L'Amicizia con Gesù: Programmi di Catechismo e Percorsi Formativi

Nel cammino verso la Prima Comunione, e oltre, è fondamentale aiutare i bambini e i ragazzi a scoprire che Gesù non è una figura lontana, ma un Amico vero, che li ama profondamente e vuole camminare con loro ogni giorno. Come catechisti, siamo chiamati ad avere la passione per la semina senza preoccuparci del se e quando ci saranno dei frutti, che appartengono al Signore. Uno spunto di partenza non può non venire dall’esperienza personale e dalla Parola di Dio.

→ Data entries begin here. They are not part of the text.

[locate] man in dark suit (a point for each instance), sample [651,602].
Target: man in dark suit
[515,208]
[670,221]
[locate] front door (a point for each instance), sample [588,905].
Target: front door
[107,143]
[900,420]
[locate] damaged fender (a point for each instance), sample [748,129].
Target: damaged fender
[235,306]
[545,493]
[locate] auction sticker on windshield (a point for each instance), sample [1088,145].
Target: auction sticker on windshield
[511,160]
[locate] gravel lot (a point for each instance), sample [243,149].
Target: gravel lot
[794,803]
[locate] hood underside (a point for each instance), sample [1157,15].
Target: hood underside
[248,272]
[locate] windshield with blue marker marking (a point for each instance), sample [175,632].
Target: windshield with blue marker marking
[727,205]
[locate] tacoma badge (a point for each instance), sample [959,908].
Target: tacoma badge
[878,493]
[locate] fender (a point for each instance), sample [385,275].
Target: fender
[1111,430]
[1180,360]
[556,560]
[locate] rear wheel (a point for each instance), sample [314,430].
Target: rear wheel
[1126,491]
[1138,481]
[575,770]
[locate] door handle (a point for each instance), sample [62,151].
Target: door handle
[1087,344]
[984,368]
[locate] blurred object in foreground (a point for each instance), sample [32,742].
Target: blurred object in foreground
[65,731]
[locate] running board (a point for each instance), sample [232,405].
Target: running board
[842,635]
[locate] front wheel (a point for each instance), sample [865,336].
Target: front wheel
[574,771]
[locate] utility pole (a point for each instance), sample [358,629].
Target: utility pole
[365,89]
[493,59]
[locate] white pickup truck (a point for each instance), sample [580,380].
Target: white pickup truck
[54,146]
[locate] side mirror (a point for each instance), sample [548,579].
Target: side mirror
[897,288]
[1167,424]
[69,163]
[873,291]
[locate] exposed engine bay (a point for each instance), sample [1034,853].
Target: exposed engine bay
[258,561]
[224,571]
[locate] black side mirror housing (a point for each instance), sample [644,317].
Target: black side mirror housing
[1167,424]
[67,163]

Bambini e catechisti in un ambiente gioioso, magari con un segno che simboleggia l'amicizia con Gesù

Scoprire Gesù Amico: Fondamento della Catechesi

Gesù: Un Amico Presente e Premuroso

Dopo la resurrezione, Gesù si manifesta ancora una volta ai suoi discepoli: è l’alba, e i discepoli, dopo una notte infruttuosa di pesca, sono stanchi e scoraggiati. Non riconoscono subito Gesù sulla riva, ma Lui si rivolge a loro con affetto, chiamandoli “figlioli”, e li invita a gettare le reti dalla parte destra della barca. Appena tornano a riva, trovano un fuoco acceso, del pane e del pesce già pronti: è Gesù che ha preparato da mangiare per loro. È il figlio di Dio, che si fa piccolo, come un uomo qualsiasi che si prende cura dei propri amici. È una cura che sa di casa, come quella di una mamma per i suoi figli. Questo gesto semplice ma profondamente umano è un segno concreto del suo amore e della sua amicizia: Gesù si prende cura dei suoi amici, li accoglie e li nutre, non solo spiritualmente ma anche fisicamente. Li invita a sedersi e condividere con Lui un pasto, come facevano prima della Pasqua.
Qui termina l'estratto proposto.